8 Hikmah Peristiwa Isra Miraj, Layak Dijadikan Pembelajaran
Hikmah isra miraj yang bisa menjadi pembelajaran bagi umat islam--marieska.disway.id
JAKARTA, RADARPENA.CO.ID - Seluruh umat Islam memperingati peristiwa Isra dan Miraj Nabi Muhammad SAW pada setiap tanggal 27 Rajab. Isra Miraj yaitu peristiwa paling mengesankan yang penting untuk umat Islam.
Terdapat banyak sekali hikmah yang bisa dipetik dan juga dijadikan teladan oleh semua umat Muslim dari peristiwa Isra Miraj.
Isra ialah perjalanan yang dilakukan Nabi Muhammad SAW dari Masjidil Haram di Makkah ke Masjidil Aqsa di Palestina. Sedangkan miraj ialah naiknya Rasulullah SAW ke Sidratul Muntaha, yaitu langit tertinggi yang tidak bisa dilakukan oleh makhluk apa pun.
Saking agungnya peristiwa Isra’ Mi’raj ia pun diabadikan dalam Al-Qur’an. Sebab itu, peristiwa bersejarah tersebut tentu memiliki banyak Hikmah yang layak dijadikan pelajaran oleh umat manusia.

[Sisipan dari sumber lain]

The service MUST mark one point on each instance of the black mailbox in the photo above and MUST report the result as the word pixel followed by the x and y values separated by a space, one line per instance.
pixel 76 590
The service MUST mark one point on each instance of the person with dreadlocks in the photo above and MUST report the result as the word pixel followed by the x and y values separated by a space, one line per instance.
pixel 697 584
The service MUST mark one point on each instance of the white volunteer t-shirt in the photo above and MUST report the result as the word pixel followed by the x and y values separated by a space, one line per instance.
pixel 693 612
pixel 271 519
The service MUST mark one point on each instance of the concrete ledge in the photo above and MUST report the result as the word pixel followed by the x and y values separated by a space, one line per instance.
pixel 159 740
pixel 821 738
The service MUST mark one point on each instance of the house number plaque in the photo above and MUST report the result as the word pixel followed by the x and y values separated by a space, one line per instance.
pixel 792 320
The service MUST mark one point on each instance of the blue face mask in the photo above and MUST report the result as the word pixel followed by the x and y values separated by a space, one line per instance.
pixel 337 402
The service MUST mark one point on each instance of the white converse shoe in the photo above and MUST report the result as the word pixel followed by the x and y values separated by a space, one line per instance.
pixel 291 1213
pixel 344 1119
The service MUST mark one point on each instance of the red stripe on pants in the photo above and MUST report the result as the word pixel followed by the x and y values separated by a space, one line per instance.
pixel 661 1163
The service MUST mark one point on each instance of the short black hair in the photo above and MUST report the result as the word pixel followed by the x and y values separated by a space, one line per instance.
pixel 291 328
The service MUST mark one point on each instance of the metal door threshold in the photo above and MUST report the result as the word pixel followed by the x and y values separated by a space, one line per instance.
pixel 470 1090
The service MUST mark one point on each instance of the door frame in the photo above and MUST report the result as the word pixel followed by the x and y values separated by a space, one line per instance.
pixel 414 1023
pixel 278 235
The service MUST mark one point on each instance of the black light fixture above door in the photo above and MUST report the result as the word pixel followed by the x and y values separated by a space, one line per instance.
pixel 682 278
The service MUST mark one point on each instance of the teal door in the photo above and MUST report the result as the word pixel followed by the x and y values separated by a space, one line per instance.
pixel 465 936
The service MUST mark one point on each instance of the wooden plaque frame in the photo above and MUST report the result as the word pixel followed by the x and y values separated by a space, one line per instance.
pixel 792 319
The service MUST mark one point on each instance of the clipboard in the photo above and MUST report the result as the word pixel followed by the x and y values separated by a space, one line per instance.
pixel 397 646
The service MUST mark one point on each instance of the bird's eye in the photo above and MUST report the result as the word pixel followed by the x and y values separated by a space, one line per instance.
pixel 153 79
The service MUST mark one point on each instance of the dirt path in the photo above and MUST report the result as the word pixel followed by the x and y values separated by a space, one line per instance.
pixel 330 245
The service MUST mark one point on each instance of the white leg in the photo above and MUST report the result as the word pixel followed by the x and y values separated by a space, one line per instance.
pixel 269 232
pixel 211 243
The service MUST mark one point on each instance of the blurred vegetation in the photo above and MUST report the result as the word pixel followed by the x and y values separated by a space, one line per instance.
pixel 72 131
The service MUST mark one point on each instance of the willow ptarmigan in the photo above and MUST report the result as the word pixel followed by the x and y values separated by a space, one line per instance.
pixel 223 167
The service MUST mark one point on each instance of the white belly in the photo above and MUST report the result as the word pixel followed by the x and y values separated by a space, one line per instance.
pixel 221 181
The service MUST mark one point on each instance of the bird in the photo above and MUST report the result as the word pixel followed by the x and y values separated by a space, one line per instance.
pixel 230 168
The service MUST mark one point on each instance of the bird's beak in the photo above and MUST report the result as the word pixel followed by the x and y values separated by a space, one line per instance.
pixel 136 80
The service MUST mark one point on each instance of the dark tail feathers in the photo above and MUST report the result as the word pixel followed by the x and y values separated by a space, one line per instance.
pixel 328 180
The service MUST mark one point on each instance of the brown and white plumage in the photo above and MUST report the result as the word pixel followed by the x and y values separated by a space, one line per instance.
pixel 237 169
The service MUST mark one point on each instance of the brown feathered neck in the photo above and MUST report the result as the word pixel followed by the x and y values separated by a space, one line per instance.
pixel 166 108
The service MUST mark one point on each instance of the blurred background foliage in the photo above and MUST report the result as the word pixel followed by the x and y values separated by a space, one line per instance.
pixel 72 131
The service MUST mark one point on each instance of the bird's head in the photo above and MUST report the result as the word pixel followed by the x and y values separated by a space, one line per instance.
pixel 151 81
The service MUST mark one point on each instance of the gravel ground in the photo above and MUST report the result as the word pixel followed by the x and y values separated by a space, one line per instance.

Berikut adalah beberapa hikmah di balik peristiwa Isra’ Mi’raj yang dikutip pada NU Online Jatim pada Rabu, 7 Februari 2024.
BACA JUGA:Tata Cara dan Doa Isra Miraj Malam 27 Rajab, Segala Hajat Dikabulkan
8 hikmah di balik peristiwa Isra’ Mi’raj
1) Tingginya derajat kehambaan
Penyebutan Nabi Muhammad SAW dalam ayat Isra’ (QS Al-Irsa [17]: 1) menggunakan kata ‘Abdun’ yang memiliki arti hamba, tidak menggunakan –misalkan– kata ‘nabi’, ‘rasul’ atau pun ‘khalil’ (kekasih). Ini menunjukkan bahwa derajat kehambaan di sisi Allah memiliki nilai yang sangat tinggi. Oleh karena itu, ketika Al-Qur'an berbicara tentang orang-orang ikhlas menggunakan kata ‘Abdun’. Allah SWT berfirman:
وَعِبَادُ ٱلرَّحۡمَٰنِ ٱلَّذِينَ يَمۡشُونَ عَلَى ٱلۡأَرۡضِ هَوۡنٗا وَإِذَا خَاطَبَهُمُ ٱلۡجَٰهِلُونَ قَالُواْ سَلَٰمٗا
Artinya: “Dan hamba-hamba Tuhan yang Maha Penyayang itu (ialah) orang-orang yang berjalan di atas bumi dengan rendah hati dan apabila orang-orang jahil menyapa mereka, mereka mengucapkan kata-kata (yang mengandung) keselamatan.” (QS. Al-Furqan [25]: 63)
Melalui Jibril, Allah pernah memberikan pilihan kepada Nabi Muhammad SAW untuk memilih ingin ‘menjadi nabi sekaligus raja’, atau ‘menjadi nabi sekaligus hamba’. Kemudian Nabi lebih memilih menjadi hamba yang mengabdi kepada Allah. Ini menunjukkan bahwa status kehambaan merupakan derajat paling agung di sisi Allah.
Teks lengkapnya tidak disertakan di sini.